First, in the upper left corner, there are two circles bisected by lines. If you look carefully, you’ll notice that the left-most line is a simple dot-dash, the architectural symbol for center line. This represents the figural core of a thing, essentially its idealogical center. You can’t actually see the center of a material, but we humans like to align materials by their center of being.
The second line, to the right of the first, is a double dot-dashed line. This is the symbol for property line, and represents the edge of a form, space, or property. We can touch this face and use it to define how big things are and when they touch.
Farther right, just past the middle of the sketch, you’ll see these two line types expounded in a simple grid with two rectangular columns. See how these two line types are used? The center line (in the middle!) bisects the two columns while their edges are defined by the property line type.

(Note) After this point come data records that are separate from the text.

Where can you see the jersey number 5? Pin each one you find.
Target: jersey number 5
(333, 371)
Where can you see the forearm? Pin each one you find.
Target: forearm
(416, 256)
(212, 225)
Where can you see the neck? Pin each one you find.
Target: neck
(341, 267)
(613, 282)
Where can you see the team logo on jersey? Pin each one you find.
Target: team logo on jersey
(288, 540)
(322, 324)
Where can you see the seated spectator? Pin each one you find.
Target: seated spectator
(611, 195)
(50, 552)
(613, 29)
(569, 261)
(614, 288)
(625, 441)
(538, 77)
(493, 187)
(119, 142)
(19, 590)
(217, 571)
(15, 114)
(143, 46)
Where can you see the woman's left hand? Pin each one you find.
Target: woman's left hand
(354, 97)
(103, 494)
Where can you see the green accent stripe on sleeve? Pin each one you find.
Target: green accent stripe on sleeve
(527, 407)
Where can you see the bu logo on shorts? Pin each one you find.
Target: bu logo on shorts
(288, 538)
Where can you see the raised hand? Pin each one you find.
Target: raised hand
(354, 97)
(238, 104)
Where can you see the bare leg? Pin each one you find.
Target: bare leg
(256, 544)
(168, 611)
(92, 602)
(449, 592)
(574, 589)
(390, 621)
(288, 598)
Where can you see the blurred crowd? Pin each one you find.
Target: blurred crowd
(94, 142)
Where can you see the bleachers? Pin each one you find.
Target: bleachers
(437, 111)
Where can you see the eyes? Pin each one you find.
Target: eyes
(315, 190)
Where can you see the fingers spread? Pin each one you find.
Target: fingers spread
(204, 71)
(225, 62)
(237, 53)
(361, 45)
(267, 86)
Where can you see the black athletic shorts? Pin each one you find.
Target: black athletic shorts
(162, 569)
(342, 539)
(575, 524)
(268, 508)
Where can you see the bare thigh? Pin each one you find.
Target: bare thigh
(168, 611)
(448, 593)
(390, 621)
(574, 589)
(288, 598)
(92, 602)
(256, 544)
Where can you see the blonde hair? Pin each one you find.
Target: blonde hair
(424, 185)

Architecture is a constant play of idealogical alignment and physical material alignment. Our mind perceives beauty when forms are visually aligned. A series of exposed columns is aligned by their centers along a idealogical grid line, as in a Greek arcade or medieval cathedral nave.
But columns are rarely all the same size. Lower ones are bigger and upper ones smaller. Interior or exterior columns often differ in size. And most steel H columns have a major and minor axis which rotate depending on how they resist the building’s bending in various directions. Simply aligning these can be difficult, but it becomes exponentially more difficult when attaching facades.
In this sketch, I was discussing a wood post-and-beam house and how its enclosure might work. You can even see some large scale spacial exploration within the same grid in the right-most portion of the sketch.
Finally, the lower left is a detailed look at the actual materials. This is a concrete footing pier for the timber frame above. A steel “T” connects the wood post above to this foundation form below.
Although a little series of exploration sketches like this might take just a minute or two, they may make key decisions that drive an entire project!